Vector Database - Pinecone

Table of Contents

I. Introcution
- 1. Vector embeddings
- 2. Indexes
II. Pipeline for Vector Databases
III. Set up a Pinecone vector database
Reference

I. Introcution

Vector Database is a type of database, designed to store and query unstructured data, which does not have a fixed schema, such as text, images and audio. There are many vector databases available such as Pinecone, Chroma or qdrant.

Vector databases have the capabilities of a traditional database that are absent in standalone vector indexes and the specialization of dealing with vector embeddings, which traditional scalar-based databases lack [1]

This article will introduce the basics of Vector Databases, focusing on Pinecone's capabilities and guiding through the process of setting up own database.

1. Vector embeddings

Vector refers to an array of numbers with a specific dimensionality.
Embeddings refers to the technique of representing data as vectors in such a way that captures meaningful information, semantic relationships, or contextual characteristics.

Hence, Vector embeddings are a way of representing text as a set of numbers in high dimensional space (up to two thousand dimensions) and dense (all values are non-zero).

The distance between two embeddings or two vectors measures the relatedness which translate to the relatedness between text concepts they represents. Similar embeddings or vectors represent similar concepts.

Source: DeepAI

We often train models to translate objects to vectors [2]

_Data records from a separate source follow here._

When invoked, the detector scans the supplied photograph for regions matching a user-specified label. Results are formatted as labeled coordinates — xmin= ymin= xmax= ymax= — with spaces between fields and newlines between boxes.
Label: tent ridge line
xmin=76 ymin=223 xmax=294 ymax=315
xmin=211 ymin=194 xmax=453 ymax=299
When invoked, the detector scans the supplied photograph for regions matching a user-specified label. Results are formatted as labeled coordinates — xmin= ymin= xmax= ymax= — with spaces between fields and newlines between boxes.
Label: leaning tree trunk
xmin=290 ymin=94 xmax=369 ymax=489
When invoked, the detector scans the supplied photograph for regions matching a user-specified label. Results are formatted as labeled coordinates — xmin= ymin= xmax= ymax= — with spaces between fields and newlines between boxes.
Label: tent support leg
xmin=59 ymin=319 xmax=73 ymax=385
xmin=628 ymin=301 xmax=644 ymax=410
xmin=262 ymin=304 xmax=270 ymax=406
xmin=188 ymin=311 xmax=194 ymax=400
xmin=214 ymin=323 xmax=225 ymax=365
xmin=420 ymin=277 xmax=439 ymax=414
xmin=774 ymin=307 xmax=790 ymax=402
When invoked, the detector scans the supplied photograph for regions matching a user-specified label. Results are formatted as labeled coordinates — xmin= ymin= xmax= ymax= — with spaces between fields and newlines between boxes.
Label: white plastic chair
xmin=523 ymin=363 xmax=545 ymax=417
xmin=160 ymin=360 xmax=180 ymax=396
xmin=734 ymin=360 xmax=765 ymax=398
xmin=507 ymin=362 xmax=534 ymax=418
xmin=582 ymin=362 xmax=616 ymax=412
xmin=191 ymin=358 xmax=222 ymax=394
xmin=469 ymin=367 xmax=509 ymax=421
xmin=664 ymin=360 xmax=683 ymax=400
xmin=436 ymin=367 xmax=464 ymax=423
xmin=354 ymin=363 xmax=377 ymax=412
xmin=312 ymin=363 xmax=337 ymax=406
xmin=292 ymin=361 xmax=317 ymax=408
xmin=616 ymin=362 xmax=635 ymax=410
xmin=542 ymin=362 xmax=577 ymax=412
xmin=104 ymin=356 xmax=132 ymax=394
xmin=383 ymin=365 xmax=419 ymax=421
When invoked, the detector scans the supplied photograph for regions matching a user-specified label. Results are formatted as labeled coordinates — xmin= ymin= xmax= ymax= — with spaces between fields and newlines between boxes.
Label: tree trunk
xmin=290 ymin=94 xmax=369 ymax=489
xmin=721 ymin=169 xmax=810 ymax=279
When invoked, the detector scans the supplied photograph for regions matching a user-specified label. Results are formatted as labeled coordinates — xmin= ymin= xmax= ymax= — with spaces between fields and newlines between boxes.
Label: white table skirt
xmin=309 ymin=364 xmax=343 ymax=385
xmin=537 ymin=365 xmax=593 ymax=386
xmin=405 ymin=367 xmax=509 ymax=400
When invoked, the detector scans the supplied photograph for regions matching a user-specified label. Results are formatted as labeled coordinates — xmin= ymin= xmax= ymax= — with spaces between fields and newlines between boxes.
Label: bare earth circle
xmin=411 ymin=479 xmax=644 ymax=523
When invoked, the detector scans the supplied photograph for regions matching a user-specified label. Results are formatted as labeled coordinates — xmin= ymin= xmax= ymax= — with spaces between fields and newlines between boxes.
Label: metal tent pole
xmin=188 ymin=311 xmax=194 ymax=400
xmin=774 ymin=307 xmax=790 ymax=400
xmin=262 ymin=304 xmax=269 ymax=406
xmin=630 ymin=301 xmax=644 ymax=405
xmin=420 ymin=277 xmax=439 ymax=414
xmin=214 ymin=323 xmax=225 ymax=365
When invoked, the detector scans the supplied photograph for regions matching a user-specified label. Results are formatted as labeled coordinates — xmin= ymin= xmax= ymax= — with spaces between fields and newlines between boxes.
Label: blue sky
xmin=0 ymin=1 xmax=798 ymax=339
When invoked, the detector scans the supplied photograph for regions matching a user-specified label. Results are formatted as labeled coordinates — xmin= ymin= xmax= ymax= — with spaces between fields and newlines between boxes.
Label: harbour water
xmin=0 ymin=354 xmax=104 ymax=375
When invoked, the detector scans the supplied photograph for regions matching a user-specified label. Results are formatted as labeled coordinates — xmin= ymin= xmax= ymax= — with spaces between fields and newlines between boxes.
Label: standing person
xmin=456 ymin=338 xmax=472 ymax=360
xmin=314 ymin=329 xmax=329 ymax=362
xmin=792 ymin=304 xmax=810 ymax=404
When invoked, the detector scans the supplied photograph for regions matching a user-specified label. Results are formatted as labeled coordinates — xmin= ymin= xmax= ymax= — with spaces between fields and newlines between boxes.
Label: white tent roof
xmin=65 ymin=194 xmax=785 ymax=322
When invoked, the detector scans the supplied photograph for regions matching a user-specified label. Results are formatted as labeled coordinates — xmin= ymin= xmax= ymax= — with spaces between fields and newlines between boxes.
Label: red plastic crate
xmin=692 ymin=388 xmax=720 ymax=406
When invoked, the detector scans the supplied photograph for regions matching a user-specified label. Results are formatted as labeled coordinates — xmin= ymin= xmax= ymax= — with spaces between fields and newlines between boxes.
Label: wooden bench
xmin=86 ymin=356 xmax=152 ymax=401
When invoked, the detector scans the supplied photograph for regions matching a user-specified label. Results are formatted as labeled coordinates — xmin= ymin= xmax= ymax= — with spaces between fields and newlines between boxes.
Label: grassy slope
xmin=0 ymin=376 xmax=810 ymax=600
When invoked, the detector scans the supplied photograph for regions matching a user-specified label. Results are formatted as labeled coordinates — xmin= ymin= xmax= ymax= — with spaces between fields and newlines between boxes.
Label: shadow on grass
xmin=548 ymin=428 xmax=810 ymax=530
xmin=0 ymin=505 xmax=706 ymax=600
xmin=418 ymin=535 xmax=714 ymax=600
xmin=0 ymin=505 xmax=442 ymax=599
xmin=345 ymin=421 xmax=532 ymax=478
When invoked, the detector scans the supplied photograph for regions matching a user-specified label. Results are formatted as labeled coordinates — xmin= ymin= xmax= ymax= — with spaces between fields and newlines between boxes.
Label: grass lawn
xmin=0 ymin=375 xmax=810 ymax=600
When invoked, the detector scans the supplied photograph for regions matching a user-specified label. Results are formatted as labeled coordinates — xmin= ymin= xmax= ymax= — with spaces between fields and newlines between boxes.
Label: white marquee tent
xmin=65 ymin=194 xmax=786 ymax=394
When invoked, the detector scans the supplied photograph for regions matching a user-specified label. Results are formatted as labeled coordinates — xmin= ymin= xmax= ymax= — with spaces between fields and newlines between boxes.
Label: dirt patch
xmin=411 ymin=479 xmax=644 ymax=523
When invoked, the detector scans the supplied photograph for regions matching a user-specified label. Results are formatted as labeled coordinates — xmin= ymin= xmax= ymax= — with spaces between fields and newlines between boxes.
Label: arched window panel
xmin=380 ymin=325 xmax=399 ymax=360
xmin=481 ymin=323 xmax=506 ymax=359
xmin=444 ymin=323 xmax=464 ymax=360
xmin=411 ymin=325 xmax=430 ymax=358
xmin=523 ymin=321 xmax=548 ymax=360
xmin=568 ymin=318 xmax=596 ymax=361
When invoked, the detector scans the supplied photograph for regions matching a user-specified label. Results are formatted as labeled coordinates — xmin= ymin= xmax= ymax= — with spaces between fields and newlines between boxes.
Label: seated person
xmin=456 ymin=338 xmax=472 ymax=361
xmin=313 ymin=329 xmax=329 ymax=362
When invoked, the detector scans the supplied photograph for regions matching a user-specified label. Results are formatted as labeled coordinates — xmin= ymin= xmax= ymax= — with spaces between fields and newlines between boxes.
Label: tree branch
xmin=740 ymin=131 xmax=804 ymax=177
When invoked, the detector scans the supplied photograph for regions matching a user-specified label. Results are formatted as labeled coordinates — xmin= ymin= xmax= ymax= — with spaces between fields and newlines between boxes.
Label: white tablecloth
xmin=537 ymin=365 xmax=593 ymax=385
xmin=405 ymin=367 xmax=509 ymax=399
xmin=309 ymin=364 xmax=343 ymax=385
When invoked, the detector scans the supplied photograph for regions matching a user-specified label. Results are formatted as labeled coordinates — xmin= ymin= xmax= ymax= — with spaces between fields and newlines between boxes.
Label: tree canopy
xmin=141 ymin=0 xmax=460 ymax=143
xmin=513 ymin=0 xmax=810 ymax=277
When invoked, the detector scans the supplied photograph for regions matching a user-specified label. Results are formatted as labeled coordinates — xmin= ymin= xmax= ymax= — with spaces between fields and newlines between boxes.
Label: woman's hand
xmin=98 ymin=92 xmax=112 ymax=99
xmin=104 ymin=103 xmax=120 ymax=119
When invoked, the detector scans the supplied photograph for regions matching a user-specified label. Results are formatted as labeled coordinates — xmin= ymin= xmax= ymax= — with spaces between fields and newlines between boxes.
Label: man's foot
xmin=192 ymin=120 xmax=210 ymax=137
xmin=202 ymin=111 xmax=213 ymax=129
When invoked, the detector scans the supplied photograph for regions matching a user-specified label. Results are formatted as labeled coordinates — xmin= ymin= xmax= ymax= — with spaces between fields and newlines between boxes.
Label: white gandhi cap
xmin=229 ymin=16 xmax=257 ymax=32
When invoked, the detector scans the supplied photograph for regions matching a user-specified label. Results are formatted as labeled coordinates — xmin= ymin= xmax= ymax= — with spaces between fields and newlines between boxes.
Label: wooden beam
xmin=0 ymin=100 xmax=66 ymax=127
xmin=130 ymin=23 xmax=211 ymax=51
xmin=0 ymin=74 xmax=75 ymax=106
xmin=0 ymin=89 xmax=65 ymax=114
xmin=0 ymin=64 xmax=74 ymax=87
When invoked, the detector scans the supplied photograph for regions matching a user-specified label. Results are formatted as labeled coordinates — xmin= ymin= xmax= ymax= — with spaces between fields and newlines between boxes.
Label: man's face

For text data: models such as Word2Vec, GLoVE, and BERT transform words, sentences, or paragraphs into vector embeddings.
For Images: models such as convolutional neural networks (CNNs)
For Audio, it can be transformed into vectors using image embedding transformations over the audio frequencies visual representation (e.g., using its Spectrogram).

2. Indexes

An index is the highest-level organizational unit of vector data. It accepts and stores vectors, serves queries over the vectors it contains, and does other vector operations over its contents. [3]

Serverless indexes:
- Not configure or manage any compute or storage resources
- Scale automatically based on usage (based on a breakthough architecture)
Pod-based architecture
- Pre-configured units of hardware (pods)
- Depending on the pod type, pod size, and number of pods used, having different amounts of storage and higher or lower latency and throughput

II. Pipeline for Vector Databases

Vector databased use a combination of different optimized algorithms that all participate in Approximate Nearest Neighbor (ANN) search.

Source: What is a Vector Database & How Does it Work? Use Cases + Examples

This image can be broken down into 3 steps:

Embedding: Creating Vector Embedding for the content to be indexed.
Indexing: Inserting the Vector Embeddings into the Vector Database by associating each vector embedding with a reference to the original content used to create it.
Querying: Searching the vector database for similar content by using the same embedding model used to create the vector embedding. This vector embedding is then used to query the database for similar vector embeddings, which are associated with the original content used to create them.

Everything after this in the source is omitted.